Superhero Series: Empathy, Active Listening, and The Platinum Rule

In Blog, Diversity & Inclusion, Superhero Series by Rachel Murray

Supergirl continues to be a treasure trove of lessons on inclusion in the workplace. In the same episode referred to in Part One of this series, Supergirl’s sister Alex is the new Director of the Department of Extranormal Operations (‘DEO’) and she’s managing a new employee, Braniac 5. This new employee is not only an alien (extranormal), but has replaced an incredibly good friend, Winn, with whom she was very close (saved lives multiple times with, provided emotional support, you know, the normal TV show hero stuff).

Like Winn, Braniac is brilliant and kind, always willing and very able to help. But he’s new to this world and is still learning its customs, mannerisms, and idioms. He is fascinated by this new world and embraces it. But Alex is struggling with him, especially now that she’s been put in this new and incredibly challenging role as his manager. Any time she asks him to do something, he’s incredibly literal and that usually backfires. Sometimes he tries to anticipate her needs, but it ends up upsetting her. At one point, she’s so frustrated with him, she tells him he shouldn’t even breathe without her specific consent. She just needs someone to understand what she’s asking for and execute it, just the way she had with Winn. They just got each other. She barely needed to ask for anything because he could anticipate her needs, as they were so close.

One night Alex talks with her sister about how annoying Braniac is. “Why can’t he be easier to work with?” The reality is that working with people who are different from you isn’t always easy. But that doesn’t mean it’s not worth putting in the effort. As the season goes on, Alex learns to appreciate Braniac.

As you lead a diverse team, you will inevitably encounter a similar scenario. You want results fast and to work with someone who fundamentally understands and can anticipate your needs. You’re likely working under some pretty intense pressure, so the last thing you want to do is take the time to understand how your employee best works. But if you choose to do so, you might find that the rewards are great.

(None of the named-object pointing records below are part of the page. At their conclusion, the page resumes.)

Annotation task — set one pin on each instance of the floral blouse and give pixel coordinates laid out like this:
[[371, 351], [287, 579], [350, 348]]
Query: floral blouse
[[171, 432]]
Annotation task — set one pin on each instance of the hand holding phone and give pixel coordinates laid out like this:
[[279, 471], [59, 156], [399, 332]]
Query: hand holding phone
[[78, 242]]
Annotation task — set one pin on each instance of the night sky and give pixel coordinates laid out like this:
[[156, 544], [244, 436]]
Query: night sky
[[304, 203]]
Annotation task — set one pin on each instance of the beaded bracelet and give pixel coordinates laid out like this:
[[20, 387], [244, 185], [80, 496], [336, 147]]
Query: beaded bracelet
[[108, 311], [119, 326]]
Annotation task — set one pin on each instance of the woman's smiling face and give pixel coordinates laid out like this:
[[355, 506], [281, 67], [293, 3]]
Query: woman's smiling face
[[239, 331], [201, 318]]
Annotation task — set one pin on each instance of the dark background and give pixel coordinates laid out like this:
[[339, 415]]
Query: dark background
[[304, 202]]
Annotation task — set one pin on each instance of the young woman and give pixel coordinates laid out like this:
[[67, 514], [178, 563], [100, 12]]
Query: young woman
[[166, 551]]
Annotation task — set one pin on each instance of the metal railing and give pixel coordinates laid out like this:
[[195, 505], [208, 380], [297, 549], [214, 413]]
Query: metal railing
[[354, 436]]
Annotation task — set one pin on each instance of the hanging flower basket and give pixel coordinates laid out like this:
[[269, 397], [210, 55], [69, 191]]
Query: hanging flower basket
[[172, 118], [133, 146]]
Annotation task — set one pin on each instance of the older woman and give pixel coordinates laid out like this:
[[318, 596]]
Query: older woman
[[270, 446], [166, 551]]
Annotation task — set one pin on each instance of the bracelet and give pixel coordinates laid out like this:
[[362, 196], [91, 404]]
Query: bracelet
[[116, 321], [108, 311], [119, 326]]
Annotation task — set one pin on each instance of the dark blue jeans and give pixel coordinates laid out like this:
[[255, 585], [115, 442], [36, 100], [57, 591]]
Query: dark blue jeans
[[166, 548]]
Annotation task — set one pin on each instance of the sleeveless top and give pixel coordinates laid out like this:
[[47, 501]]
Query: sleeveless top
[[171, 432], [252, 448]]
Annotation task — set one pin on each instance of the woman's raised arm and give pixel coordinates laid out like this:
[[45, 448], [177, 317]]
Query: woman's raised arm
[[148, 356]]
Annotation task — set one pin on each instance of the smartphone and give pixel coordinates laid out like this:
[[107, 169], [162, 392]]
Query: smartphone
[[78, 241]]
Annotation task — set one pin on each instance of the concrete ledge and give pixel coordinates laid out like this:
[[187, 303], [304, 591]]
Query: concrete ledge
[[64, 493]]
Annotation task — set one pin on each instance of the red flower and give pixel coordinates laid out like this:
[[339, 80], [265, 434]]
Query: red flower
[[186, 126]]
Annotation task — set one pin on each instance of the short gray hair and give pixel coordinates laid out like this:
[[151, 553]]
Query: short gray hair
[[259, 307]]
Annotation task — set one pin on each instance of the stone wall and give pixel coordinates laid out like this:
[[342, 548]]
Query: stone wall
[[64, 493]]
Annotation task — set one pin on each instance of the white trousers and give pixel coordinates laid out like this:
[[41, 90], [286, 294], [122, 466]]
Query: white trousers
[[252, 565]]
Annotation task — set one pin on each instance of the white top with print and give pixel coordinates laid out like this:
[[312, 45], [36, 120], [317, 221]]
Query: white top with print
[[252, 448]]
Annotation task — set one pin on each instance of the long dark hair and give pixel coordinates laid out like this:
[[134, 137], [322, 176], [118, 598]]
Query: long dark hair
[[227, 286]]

Below are three related concepts to help you think about how to working more inclusively with employees who are different from you:

  1. Move from the golden rule to the platinum rule. The golden rule says, “Treat others as you wish to be treated”. The platinum rule says, “Treat others as they wish to be treated.” This fundamental shift in thinking can have drastically positive effects on the relationships with your employees. By understanding how best they can work, you will set them up for success, as well as your team. Here’s an example. You may be a highly extroverted person and want to have a lot of face time with your employee. They may work better using digital ways to communicate, like Slack or email. If you see that they’re able to be more productive this way, consider changing up your style. This doesn’t mean that there’s an expectation that you will never have face-to-face meetings with them, but understand that they may not be bringing their best selves in this way.
  2. Actively listen when your employees are speaking with you. It’s easy for us to get in our heads when others are speaking, or try to anticipate what they’re about to say. Instead, pay close attention to what they’re saying. Consider repeating what they’re saying back to them to be sure that you both are on the same page.
  3. Empathize with your employees. Obviously you can’t know everything that they’re going through, but by attempting to put yourself in their shoes, you may be able to have greater compassion for their needs, and it might be easier for you to implement the platinum rule.

To reiterate, this work isn’t easy (even Alex struggles, and she is an incredible leader and she struggles), but it’s important for maintaining an inclusive work culture. Implementing the platinum rule, actively listening, and empathizing should lead to a more productive and positive work environment and ultimately make you and your employees happier.